Builder’s Risk is an insurance policy that covers damage to a project while under construction. You might also hear it broadly referred to as property insurance, installation floater, all-risk coverage, or course of construction insurance. Ideally, the coverage protects you, the contractor, and subcontractors against physical loss or damage to your project until it is completed.

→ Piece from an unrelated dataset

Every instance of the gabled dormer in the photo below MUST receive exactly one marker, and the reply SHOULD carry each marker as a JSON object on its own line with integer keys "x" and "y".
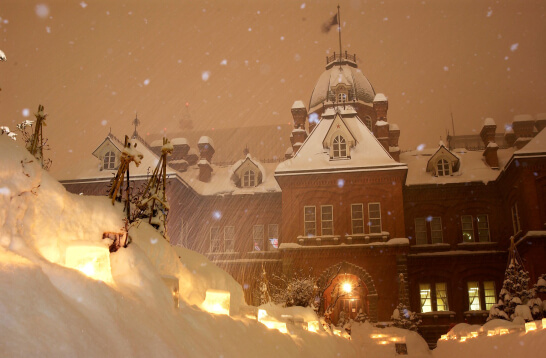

So, if you’re planning a construction project, here are five reasons you should make sure your contractor has a Builder’s Risk policy for your project (so you don’t have to worry about it):

  1. Contractors usually have better access to coverage. Insurance companies tend to give better rates and lower deductibles to construction firms they know and trust. So, owners who don’t build large projects on a regular basis might have a much harder time finding a good, affordable policy on the regular market. This can be especially important when you are building in an earthquake, tornado or flood-prone region.
  2. If you’re building in an existing facility, there is the possibility that a loss could cause damage to your existing structure. Your contractor should be able to add on additional coverages to protect against that particular “what-if.” So, if the HVAC contractor starts up a new system for testing and a fire breaks out and spreads to your existing facility, all of the damage—not just what was under construction—could be covered by the Builder’s Risk policy. This saves you, your contractor, and the subcontractors from the hassle of dealing with multiple claims and multiple insurers, and it doesn’t affect your permanent property coverage.
  3. Recovering after a loss often costs more than it did the first time the work was done. Your contractor can get coverage to protect against these additional expenses, which might include things like site security, inspections and testing, permits and fees, lost time, demolition, and “soft costs” (i.e. compensation for architect/engineer services, interest, taxes, advertising, insurance, and legal and accounting expenses).
  4. Builder’s Risk can be extended by 12 to 36 months to accommodate schedule delays and extensions. This way, your contractor is coordinating with the carrier on assuring the extensions are provided for delays, including owner-added scope changes, without you having to worry about it. Coverage should be in effect until the project is substantially complete or custody and control is handed over to you.
  5. With a separate Builder’s Risk policy, you won’t have to worry about holes in your permanent property policy. Many owners choose to simply endorse builder’s risk coverage as part of their permanent property coverage. However, that coverage is rarely as broad as a separate builders risk policy. Contractors have long-standing relationships with insurers and underwriters, enabling them to obtain highly developed policies with specialized coverage extensions to best protect the project.

When it comes to Builder’s Risk insurance, every policy is different. The policies are “nonstandard,” meaning that every carrier has unique forms, endorsements, and exclusions. There’s no guarantee that a contractor’s policy will always provide broader coverage to an owner, so we recommend that you, as the owner, make sure the contractor’s coverage meets your needs. One way to put your mind at ease is to always hire a contractor with a capable Risk Management team who is there to look out for your interests and answer your questions.

Like all insurance policies, you hope you never have to use it, but if you do, you’ll be glad your contractor had it. That was certainly the case with Vilonia Intermediate School, a Nabholz project recently destroyed just weeks before completion. A good Builder’s Risk policy and good risk management practices by the Nabholz team has made a world of difference for our client, our subcontractors, and our company, as we work to recover and rebuild what was lost in the tornado.

And finally, a boring legal disclaimer: This article is provided for informational purposes only and does not constitute legal advice.